Billet invité.
« Je ne veux pas voir une tête qui dépasse » est un classique de l’armée, repris à leur compte par les membres de la Troïka. Sauf qu’il s’agit cette fois-ci non pas des têtes des soldats mais du ratio de déficit public, considéré comme méthode de pilotage optimum de l’économie d’un pays. Avec comme avantage partagé que cela évite de trop réfléchir.
Ses représentants sont de retour au Portugal, afin de procéder à un nouvel examen, en prélude au déblocage d’une nouvelle tranche du programme d’assistance financière du pays. Ils ont atterri à Lisbonne une semaine après l’adoption d’un nouveau plan de rigueur par le Parlement, accompagnée de son cortège de grèves et de manifestations. Ainsi qu’au lendemain d’un échange réussi (swap) de titres de la dette portugaise sur le marché, pour un montant de 6,6 milliards d’euros, avec pour objectif d’étaler son remboursement afin de moins solliciter le marché lorsqu’il va falloir se représenter devant lui en juin prochain. Mais la saisine du Conseil constitutionnel par le Président de la République, qui joue les mouches du coche, crée une incertitude : si la diminution prévue de 10% des pensions des fonctionnaires devait être retoquée, d’autres économies devraient être trouvées. Pas une tête ne doit dépasser.

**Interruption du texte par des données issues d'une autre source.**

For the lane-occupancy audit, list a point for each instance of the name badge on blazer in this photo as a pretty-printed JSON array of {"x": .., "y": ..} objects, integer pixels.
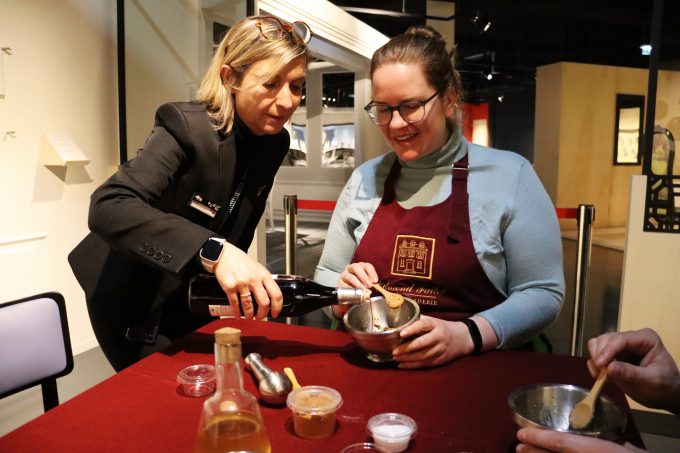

Les experts du FMI ont également une autre brillante idée : face au chômage des moins de 25 ans qui a atteint selon l’OCDE le taux de 36% en juillet dernier, ils réclament la baisse du salaire minimum de 485 euros mensuels, suscitant un refus catégorique non seulement syndical, mais aussi patronal, ainsi que gouvernemental par voie ultime de conséquence. En 2013, les 25 plus grandes fortunes portugaises ont augmenté de 16%, selon le palmarès annuel du magazine Exame, tandis que 17,9% de la population se trouvait en 2011 officiellement en situation de pauvreté en 2011 (cela ne s’est pas amélioré). Encore bravo !
La Troïka ne procède pas avec plus de sentiment en Grèce, réclamant le non renouvellement du moratoire sur les saisies immobilières des résidences principales institué en 2010 et qui prend fin au 1er janvier prochain. Il a comme critère non pas la dette des personnes en défaut de paiement mais leur revenu. C’est le dernier rempart, après les hausses d’impôt et du chômage, ainsi que les baisses de salaires, derrière lequel les Grecs, dans leur grande majorité propriétaires de leur logement, peuvent encore se réfugier. L’acte final, s’il devait intervenir, de la dégringolade sociale et l’approfondissement d’une rupture politique, économique et sociale déjà bien entamée. La levée du moratoire pourrait entraîner la saisie de 110.000 habitations et les discussions à ce sujet se poursuivent entre le gouvernement et la Troïka, à plusieurs reprises interrompues. La Commission revendiquant comme politique de poursuivre la protection « des plus vulnérables ».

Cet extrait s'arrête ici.